Durch die Pogrome in Osteuropa zu Beginn des 20. Jahrhunderts wanderten viele Juden in die USA aus. Neben vielen anderen Musikern emigrierte sowohl der Klezmer-Klarinettist Naftule Branntwein (1905) als auch sein Kollege Dave Tarras (1921) in die USA. Es entstanden vielen jüdische Theater und Musikkapellen, wie beispielsweise das Abe Schwartz Orchestra.
So nahm Benny Goodman neben einigen weiteren Musikern, zum Beispiel den Andrew Sisters, Ende der 1930er den jiddischen Song „ Bey Mir Bistu Sheyn“ auf. Dieser Song, ursprünglich geschrieben für ein Jiddisches Musical, wurde so unter anderem durch Benny Goodmans Swing – Version weltbekannt. Heute gibt es eine kaum zählbare Anzahl von Coveraufnahmen dieses Liedes.

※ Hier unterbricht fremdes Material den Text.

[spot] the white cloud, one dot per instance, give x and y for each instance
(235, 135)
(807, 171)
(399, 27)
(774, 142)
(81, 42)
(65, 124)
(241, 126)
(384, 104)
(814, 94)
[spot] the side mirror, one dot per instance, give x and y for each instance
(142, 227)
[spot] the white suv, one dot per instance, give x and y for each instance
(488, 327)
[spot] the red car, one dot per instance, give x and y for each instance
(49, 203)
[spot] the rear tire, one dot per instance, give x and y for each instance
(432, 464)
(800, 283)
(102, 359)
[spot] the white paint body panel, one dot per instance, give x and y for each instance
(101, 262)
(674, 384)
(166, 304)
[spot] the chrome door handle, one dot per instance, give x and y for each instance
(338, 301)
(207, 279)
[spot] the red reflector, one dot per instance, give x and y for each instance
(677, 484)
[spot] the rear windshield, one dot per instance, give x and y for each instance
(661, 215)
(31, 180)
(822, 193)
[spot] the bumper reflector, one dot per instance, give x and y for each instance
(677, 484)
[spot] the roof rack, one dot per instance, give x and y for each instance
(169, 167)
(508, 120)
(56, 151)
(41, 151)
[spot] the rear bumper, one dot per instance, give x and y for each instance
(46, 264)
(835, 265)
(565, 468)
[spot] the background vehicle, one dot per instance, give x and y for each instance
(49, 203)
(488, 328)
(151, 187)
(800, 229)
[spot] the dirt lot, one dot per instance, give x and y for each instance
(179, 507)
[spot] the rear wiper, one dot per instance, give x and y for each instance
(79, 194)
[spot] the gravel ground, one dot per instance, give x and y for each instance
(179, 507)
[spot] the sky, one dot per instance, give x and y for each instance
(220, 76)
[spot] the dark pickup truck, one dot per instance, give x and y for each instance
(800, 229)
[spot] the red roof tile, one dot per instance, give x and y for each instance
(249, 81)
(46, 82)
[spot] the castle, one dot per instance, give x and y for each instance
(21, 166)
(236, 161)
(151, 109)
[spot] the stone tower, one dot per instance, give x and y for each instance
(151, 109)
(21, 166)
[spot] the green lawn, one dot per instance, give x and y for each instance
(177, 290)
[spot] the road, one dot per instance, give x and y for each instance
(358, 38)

Zur gleichen Zeit wurde der Klezmer-Klarinettist Dave Tarras  immer häufiger in die legendären Swing-Shows  eingeladen. Er wurde dadurch zum berühmtesten Klarinettisten seiner Musikrichtung. Da er den Swing nicht beherrschte, arrangierte man in Swingbands die Musik um seinen Klezmerpart herum. Diese Zeit endete mit dem 2. Weltkrieg.

In den 1960er Jahren entwickelte sich über den Bebop und den Modern Jazz der Free Jazz. Im Auflösen aller Formen und Harmonien suchten die Musiker neue Möglichkeiten des freien musikalischen Ausdrucks.

Klezmer und Jazz – Das Klezmer-Revival

Ende der 1970er kam es in den USA zu einem Klezmer-Revival. Von Bedeutung waren hier unter anderem der Klarinettist und Mandolinist Andy Statman, die Bands „The Klezmatics und Brave Old World oder die Klezmer Conversatory Band, Ihr Hauptmerkmal war der Yiddish Blues.
Im Grunde gab es zwei Richtungen: Die einen suchten nach ihren Traditionen, die anderen versuchten sich in Klezmer Fusion und verbanden zum Beispiel Klezmer und kubanische Musik. Musiker wie John Zorn und David Krakauer suchten auf der Basis des Klezmer über die Improvisation die Erfahrung der Ekstase, wobei nicht die musikalische Form, sondern die Idee des Klezmer im Vordergrund stand.

So ergab sich die Begegnung mit dem Free Jazz, eine Möglichkeit der direkten musikalischen Kommunikation.
Zwei abschließenden Zitate sollen den Klezmer für Sie charakterisieren:

„zwischen jüdischer und schwarzer Musik gibt es eine starke Affinität“, so der Gitarrist Gary Lucas;

 

der Klarinettist Ben Goldberg: „Klezmer eröffnete mir einen Weg, den Blues zu spielen, ohne den Blues zu spielen“.